I think this:
• The federal budget deficit is currently the only thing preventing a slide into a calamitous deflationary spiral and depression.
• Greatly increasing the deficit short-medium term is necessary to have any hope of restoring consistent growth above 3% or unemployment under 8% any time soon.
Some disagree with those two statements, of course. Republican psychos all disagree. A lot of self-styled "serious" Democrats also disagree, ranging from Blue Dogs to chronic middle-of-the-road trimmers like the President to even a surprising numbers of liberals who have to face the voters any time soon.
Those folks are wrecking America and it appears they will be given carte blanche to wreck it a lot more.
The anti-deficit thing is a mass hysteria. Nobody cites any evidence of the relative harm the deficit is doing or will do
in the context of the real economic world as it exists today. (Nor could they... there isn't any.) The attitude is boot-strapped from greed/ideology into a rolling "argument from authority."
If Greenspan says it then maybe I should say it... if Obama supports it it can't be off the rails crazy...
Next thing you know Robert Rubin is on TV talking about how more stimulus is bad because it might create uncertainty! Well, insofar as it might change the reliable 1% GDP 10% unemployment path we are probably locked into, yeah. It might create uncertainty.
Is it possible that a majority of solid mainstream people can set aside all facts and logic to embrace a mass hysteria that promises only ruin for America? How likely is it that I am right about the economy while Rubin and Summers and Greenspan and all business leaders and a plurality of Democratic leaders are insanely, delusionaly, disastrously wrong?
Well, when we consider that the view ultimately benefits the top 1% of parasitic rich it isn't quite as random as it seems. There are some who actually gain from 0% inflation and high unemployment. They are like Dick Cheney in 2002 vis-a-vis Iraq. There were some who wanted to invade Iraq independent of the WMD fantasy.
The perversely disaster-interested provide the seed of respectability. They pressure their friends to join in. Academics and experts are bribed with grants and TV time. People who wouldn't believe Cheney if he said water was wet find themselves taking a serious look because now respected experts are involved. Next thing you know the madness has become a "serious" viewpoint. Then everyone rushes to embrace it because whether it is true or false it has the ring of the sort of thing the electorate is easily conned into believing. And so on.
I might be more chastened to consider that maybe 2+2=5 because so many smart people say so if it were not for the fact that seven years ago I saw the clear majority of foreign affairs and military and intelligence experts and all Republicans and half of Democrats line up behind the proposition that we had to invade Iraq.
Same... fucking... deal.
Indefensible gibberish and obvious falsehoods boot-strapped into the conventional wisdom with no evidence beyond the fact that everyone was in a race to not be the last person to join in the mass hysteria. To remain mainstream.
Yes, I know more about the economy that Greenspan and Rubin.
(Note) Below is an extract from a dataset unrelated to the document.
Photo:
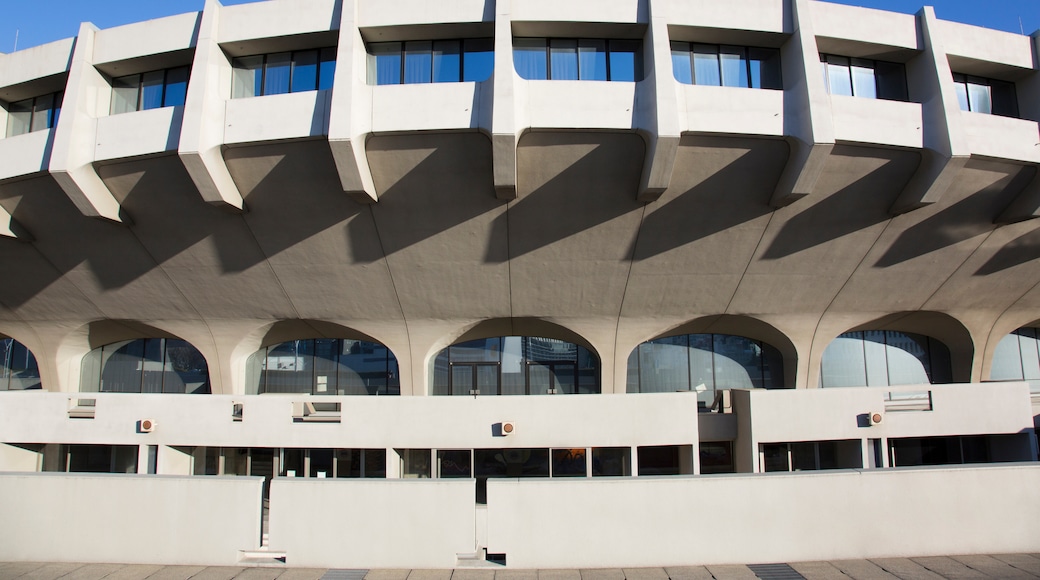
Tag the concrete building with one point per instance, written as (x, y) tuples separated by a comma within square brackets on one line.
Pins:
[(761, 275)]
I shouldn't. That is a preposterous development. I'm not even an economist.
But I wasn't an expert on weapons proliferation when I dismissed Colin Powell's UN presentation about Iraqi WMD. I was just a guy with a working brain and no reputational skin in the game. Having no public need to be considered "serious" I could just watch the presentation with a somewhat innocent eye. (And viewed with that perspective one noticed things, like that the two photos Powell presented showing the Iraqis taking stuff out the back door of a facility while the UN inspectors came to the front door were plainly dated
months apart. It was printed right on the freaking pictures!)
Boot-strapped. "If Colin Powell believes it... if John Kerry believes it... if the Clintons believe it..."
No. No. No. No. No. No. No. No. No. No. No. No. No. No. No. No. No. No. No. No.
Any concern for the terrible downside of the deficit is, at this point in time, no smarter or even notably less destructive than concern about Iraqi WMD was in 2002-2003.
And worst of all... We have seen the same pattern of the people who said there were no WMD being dismissed as crazy
even after they were proved right! The Krugman / Roubini / Stiglitz type economists have been proved right at every turn but are still dismissed.
What they said in 2008 was outside the mainstream, hence they were crazy. They turned out to be right. But craziness is a socially defined phenomenon... it is about level of conformity. So even though they were obviously RIGHT they still showed a willingness to be "crazy" at the time and are thus perma-dismissible.
Meanwhile, the tea-baggers are the group most opposite to Krugman / Roubini / Stiglitz type economists. They are not notable economic thinkers (or spellers). They are risible Klansman in less impressive outfits. But they are held by the media to represent a serious view!